Extended Data Fig. 2: Benchmarking CONCORD and other dimensionality reduction methods across diverse structures.
From: Revealing a coherent cell-state landscape across single-cell datasets with CONCORD

a, Heatmaps of simulated expression for the three-cluster structure and the corresponding CONCORD latent encoding in hcl or kNN modes. b, Heatmaps of simulated expression for the trajectory-loop structure and the corresponding CONCORD latent encoding in hcl or kNN modes. c, Trustworthiness measured across neighborhood sizes (k) in the three-cluster simulation. In the noise-free reference, within-cluster neighbors are assigned at random, so trustworthiness is < 1. CONCORD (h, k) denotes the hcl and kNN modes, respectively. d, Trustworthiness measured across neighborhood sizes in the complex trajectory-loop simulation. e, Heatmaps of simulated expression for the complex-tree structure shown in Fig. 2g, alongside the corresponding CONCORD latent encodings under a moderate degree of hard-negative enrichment in hcl and kNN modes. f, kNN-graph visualizations of latent spaces from the complex tree simulation, generated using naĂ¯ve contrastive learning and the hcl and kNN modes of CONCORD with varying degrees of hard-negative enrichment.
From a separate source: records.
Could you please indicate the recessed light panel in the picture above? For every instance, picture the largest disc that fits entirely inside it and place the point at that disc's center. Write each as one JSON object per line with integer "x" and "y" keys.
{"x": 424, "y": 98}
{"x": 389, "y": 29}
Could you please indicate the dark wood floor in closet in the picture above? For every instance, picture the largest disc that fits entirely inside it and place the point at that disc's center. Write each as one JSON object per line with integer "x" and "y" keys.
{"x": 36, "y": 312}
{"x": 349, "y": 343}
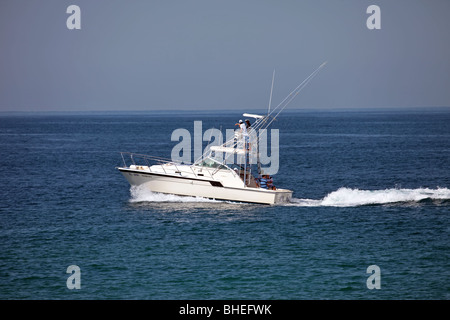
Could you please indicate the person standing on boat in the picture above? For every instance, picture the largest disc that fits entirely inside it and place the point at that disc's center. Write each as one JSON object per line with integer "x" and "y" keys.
{"x": 244, "y": 133}
{"x": 263, "y": 182}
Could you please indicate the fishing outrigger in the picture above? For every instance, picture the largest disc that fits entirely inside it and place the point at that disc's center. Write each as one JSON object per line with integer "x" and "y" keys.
{"x": 216, "y": 174}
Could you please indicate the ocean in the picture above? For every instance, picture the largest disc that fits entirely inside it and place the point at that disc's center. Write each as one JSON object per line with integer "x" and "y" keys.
{"x": 371, "y": 188}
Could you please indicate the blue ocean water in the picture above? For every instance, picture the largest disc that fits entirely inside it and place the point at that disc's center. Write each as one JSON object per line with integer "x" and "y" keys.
{"x": 370, "y": 188}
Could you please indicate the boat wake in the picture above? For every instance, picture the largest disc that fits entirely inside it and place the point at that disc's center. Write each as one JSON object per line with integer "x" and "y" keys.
{"x": 347, "y": 197}
{"x": 143, "y": 194}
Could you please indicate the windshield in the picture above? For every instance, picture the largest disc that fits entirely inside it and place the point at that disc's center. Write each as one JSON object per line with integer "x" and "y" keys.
{"x": 210, "y": 163}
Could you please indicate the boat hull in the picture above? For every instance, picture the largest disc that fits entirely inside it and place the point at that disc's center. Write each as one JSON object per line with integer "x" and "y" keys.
{"x": 186, "y": 186}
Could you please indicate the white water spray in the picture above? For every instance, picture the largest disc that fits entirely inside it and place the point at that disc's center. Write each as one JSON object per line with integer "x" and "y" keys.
{"x": 346, "y": 197}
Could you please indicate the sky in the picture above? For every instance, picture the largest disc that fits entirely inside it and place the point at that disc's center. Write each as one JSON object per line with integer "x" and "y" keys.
{"x": 220, "y": 54}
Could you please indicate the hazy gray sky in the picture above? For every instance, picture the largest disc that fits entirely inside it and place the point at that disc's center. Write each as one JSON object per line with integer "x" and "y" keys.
{"x": 220, "y": 54}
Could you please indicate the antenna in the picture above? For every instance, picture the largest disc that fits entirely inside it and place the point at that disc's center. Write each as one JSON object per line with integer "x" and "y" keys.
{"x": 271, "y": 90}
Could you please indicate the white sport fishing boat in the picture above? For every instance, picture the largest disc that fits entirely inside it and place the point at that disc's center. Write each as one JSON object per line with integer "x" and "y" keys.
{"x": 212, "y": 176}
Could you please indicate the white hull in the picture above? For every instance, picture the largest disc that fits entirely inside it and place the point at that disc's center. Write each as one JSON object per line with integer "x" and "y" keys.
{"x": 203, "y": 187}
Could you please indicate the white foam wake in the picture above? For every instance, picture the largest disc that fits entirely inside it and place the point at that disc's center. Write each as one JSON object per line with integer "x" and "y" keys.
{"x": 347, "y": 197}
{"x": 143, "y": 194}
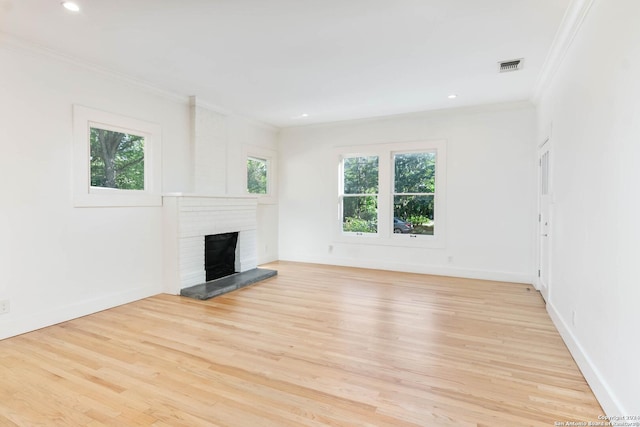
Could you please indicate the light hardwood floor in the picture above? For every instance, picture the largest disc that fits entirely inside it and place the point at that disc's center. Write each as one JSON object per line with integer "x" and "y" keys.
{"x": 315, "y": 346}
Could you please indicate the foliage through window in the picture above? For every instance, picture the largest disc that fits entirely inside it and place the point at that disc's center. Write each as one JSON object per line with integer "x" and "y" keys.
{"x": 116, "y": 159}
{"x": 393, "y": 192}
{"x": 360, "y": 194}
{"x": 414, "y": 191}
{"x": 257, "y": 175}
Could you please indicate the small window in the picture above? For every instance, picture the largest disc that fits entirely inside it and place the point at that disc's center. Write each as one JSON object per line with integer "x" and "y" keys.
{"x": 116, "y": 159}
{"x": 359, "y": 198}
{"x": 414, "y": 193}
{"x": 257, "y": 175}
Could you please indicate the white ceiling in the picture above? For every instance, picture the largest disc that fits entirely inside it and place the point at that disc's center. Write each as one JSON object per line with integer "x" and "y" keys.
{"x": 273, "y": 60}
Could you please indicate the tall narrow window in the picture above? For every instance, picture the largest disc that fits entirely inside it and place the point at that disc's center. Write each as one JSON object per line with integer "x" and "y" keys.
{"x": 359, "y": 198}
{"x": 414, "y": 193}
{"x": 257, "y": 170}
{"x": 116, "y": 159}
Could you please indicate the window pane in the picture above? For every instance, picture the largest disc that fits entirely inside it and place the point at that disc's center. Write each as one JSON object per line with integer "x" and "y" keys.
{"x": 361, "y": 175}
{"x": 256, "y": 176}
{"x": 360, "y": 214}
{"x": 117, "y": 160}
{"x": 415, "y": 173}
{"x": 413, "y": 214}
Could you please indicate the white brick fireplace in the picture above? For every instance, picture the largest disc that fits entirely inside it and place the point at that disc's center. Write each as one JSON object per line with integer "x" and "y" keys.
{"x": 188, "y": 218}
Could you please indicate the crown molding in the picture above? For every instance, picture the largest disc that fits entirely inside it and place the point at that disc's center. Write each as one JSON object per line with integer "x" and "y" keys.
{"x": 22, "y": 45}
{"x": 569, "y": 28}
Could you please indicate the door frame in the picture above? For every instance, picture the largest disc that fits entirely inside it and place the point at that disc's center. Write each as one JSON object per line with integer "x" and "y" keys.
{"x": 540, "y": 284}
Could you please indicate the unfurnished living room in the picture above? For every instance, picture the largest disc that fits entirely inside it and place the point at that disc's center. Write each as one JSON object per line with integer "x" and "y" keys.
{"x": 304, "y": 213}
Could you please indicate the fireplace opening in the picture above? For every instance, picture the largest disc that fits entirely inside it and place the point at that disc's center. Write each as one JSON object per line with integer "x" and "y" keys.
{"x": 220, "y": 255}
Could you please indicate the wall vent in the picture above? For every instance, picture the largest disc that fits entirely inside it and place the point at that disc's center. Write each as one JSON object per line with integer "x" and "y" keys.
{"x": 510, "y": 65}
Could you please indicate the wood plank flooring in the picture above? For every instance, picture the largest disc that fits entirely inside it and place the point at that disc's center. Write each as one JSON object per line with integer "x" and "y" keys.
{"x": 314, "y": 346}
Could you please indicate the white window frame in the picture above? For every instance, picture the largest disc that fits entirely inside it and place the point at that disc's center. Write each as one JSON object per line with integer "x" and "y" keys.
{"x": 385, "y": 235}
{"x": 85, "y": 195}
{"x": 341, "y": 195}
{"x": 270, "y": 157}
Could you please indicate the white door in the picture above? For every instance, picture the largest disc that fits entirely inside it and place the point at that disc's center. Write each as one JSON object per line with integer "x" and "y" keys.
{"x": 544, "y": 220}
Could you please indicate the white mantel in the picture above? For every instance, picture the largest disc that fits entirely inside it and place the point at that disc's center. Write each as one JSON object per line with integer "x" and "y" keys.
{"x": 187, "y": 218}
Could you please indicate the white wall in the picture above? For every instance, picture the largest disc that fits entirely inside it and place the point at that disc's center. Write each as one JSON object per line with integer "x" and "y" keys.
{"x": 593, "y": 108}
{"x": 247, "y": 135}
{"x": 491, "y": 176}
{"x": 58, "y": 262}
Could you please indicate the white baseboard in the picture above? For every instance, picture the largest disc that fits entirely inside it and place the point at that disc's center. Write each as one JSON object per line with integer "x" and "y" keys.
{"x": 610, "y": 404}
{"x": 16, "y": 325}
{"x": 438, "y": 270}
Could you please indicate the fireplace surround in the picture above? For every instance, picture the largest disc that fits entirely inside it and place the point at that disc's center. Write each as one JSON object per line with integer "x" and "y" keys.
{"x": 187, "y": 219}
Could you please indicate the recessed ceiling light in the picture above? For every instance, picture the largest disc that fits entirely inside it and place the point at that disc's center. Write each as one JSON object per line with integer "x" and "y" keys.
{"x": 69, "y": 5}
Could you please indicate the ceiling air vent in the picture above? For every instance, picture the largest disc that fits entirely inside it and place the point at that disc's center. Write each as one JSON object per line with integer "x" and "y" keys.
{"x": 511, "y": 65}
Zoomed-in views highlight improved resolution of a representative branch achieved through hard-negative sampling. g, Trustworthiness across neighborhood sizes for hcl and kNN modes in the complex-tree simulation, evaluated under varying degrees of hard-negative sampling. An inset for k < 20 highlights improved local neighborhood preservation with hard-negative sampling.